A partir do quadro nas penitenciárias brasileiras, o Conselho Penitenciário do Estado do Ceará afirmou, em nota, que o quadro das prisões cearenses não difere muito do que acontece no País: superlotação; “superdimensionamento das construções; presos provisórios superando o número de condenados, mas com estes convivendo; péssimas condições de higiene; reduzida oferta de trabalho e/ou estudo interno; presença maciça de membros de facções criminosas, criando clima de animosidade entre os internos, dentre outros graves problemas”, afirma a nota.
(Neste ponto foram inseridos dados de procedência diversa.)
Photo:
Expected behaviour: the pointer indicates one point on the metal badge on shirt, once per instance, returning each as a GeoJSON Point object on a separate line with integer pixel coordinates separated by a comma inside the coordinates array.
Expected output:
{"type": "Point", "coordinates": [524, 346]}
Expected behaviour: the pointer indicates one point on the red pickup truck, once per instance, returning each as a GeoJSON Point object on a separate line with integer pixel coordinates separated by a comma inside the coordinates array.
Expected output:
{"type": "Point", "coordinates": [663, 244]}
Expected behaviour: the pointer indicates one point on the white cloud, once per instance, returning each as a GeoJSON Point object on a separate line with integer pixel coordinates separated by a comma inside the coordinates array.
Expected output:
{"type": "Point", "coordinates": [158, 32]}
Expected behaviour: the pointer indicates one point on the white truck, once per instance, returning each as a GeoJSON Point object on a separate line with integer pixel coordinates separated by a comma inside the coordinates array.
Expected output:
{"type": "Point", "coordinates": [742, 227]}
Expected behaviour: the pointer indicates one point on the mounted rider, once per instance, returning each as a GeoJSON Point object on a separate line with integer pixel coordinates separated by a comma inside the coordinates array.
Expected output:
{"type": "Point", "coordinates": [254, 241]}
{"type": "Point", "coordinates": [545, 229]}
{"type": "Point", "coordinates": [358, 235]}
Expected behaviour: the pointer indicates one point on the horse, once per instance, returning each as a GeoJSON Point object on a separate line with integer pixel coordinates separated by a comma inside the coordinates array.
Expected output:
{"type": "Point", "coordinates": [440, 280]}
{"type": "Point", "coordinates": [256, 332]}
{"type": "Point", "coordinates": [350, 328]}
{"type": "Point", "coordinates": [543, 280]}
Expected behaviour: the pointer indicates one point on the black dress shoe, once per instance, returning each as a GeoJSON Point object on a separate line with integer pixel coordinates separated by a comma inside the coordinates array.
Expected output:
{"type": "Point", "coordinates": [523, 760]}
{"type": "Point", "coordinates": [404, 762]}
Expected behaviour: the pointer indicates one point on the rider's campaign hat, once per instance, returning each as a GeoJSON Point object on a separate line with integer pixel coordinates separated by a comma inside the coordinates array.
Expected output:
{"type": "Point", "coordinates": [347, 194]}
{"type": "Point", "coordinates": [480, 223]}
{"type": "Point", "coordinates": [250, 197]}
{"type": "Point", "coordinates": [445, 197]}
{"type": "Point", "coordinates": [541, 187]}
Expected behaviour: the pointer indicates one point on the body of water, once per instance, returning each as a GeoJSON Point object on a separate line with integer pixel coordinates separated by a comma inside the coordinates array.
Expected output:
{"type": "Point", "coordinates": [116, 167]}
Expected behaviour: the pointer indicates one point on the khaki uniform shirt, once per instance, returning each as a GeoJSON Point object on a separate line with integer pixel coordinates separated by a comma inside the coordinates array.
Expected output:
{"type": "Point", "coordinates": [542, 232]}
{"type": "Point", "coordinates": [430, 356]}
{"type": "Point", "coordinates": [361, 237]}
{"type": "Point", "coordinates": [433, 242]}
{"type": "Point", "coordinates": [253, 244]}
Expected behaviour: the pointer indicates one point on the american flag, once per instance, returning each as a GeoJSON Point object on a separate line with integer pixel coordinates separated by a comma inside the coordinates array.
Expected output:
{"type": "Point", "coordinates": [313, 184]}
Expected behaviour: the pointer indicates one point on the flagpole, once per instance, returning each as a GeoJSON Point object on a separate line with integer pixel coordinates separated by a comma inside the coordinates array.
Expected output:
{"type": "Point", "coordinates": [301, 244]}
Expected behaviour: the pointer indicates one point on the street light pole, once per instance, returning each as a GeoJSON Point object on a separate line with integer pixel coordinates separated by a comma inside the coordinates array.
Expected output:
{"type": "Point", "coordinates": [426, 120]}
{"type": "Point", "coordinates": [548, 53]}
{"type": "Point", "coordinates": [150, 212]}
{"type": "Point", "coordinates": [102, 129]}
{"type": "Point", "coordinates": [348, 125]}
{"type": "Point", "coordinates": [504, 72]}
O Conselho propõe as seguintes medidas, a serem adotadas em esforço conjunto pelo Poder Executivo, Poder Legislativo, Ministério Público Estadual e Federal, Defensoria Pública Federal e Estadual, Poder Judiciário Federal e Estadual e Ordem dos Advogados do Brasil, Polícias Militar, Civil e Federal, a Secretaria de Justiça e Cidadania, bem como outros órgãos e instituições vinculados à execução penal:

>  A criação imediata de estrutura integrada para assistência jurídica sistematizada e permanente a todos os encarcerados do Estado do Ceará;

> A implementação urgente das audiências de custódia em todas as comarcas do Estado do Ceará, verificando-se também a situação prisional de todos os internos do sistema;

> A implementação de trabalho e estudo para os internos, em todas as unidades prisionais do Estado;

> O afastamento das lideranças das organizações criminosas que operam dentro do sistema prisional, transferindo-as para presídios federais;

> O seguimento estrito das decisões das Cortes Supremas, que proíbem as prisões provisórias, sem julgamento, com base na gravidade abstrata da infração ou do clamor público, e que, mesmo assim, vem sendo utilizadas em grande medida pelo Poder Judiciário;

> A adequada e inteligente alocação de recursos públicos para a estruturação e realização de políticas públicas que possam reverter o quadro de encarceramento em massa que é feito no Brasil, a fim de que a prisão deixe de ser a primeira e passe a ser a última alternativa possível no caso de prática e condenação em razão de uma infração penal;

> A capacitação constante dos agentes penitenciários, e a contratação urgente de novos quadros, mediante concurso público;

> A elaboração de projetos de lei que, mudando o Código Penal, o Código de Processo Penal e a Lei de Execução Penal, procure discutir abertamente a questão penitenciária, o combate ao narcotráfico e o foco da repressão penal em torno dos crimes mais graves, reservando a estes a pena privativa de liberdade, pois, como já dizia o Ministro Márcio Thomaz Bastos, “o Brasil prende muito e prende mal”.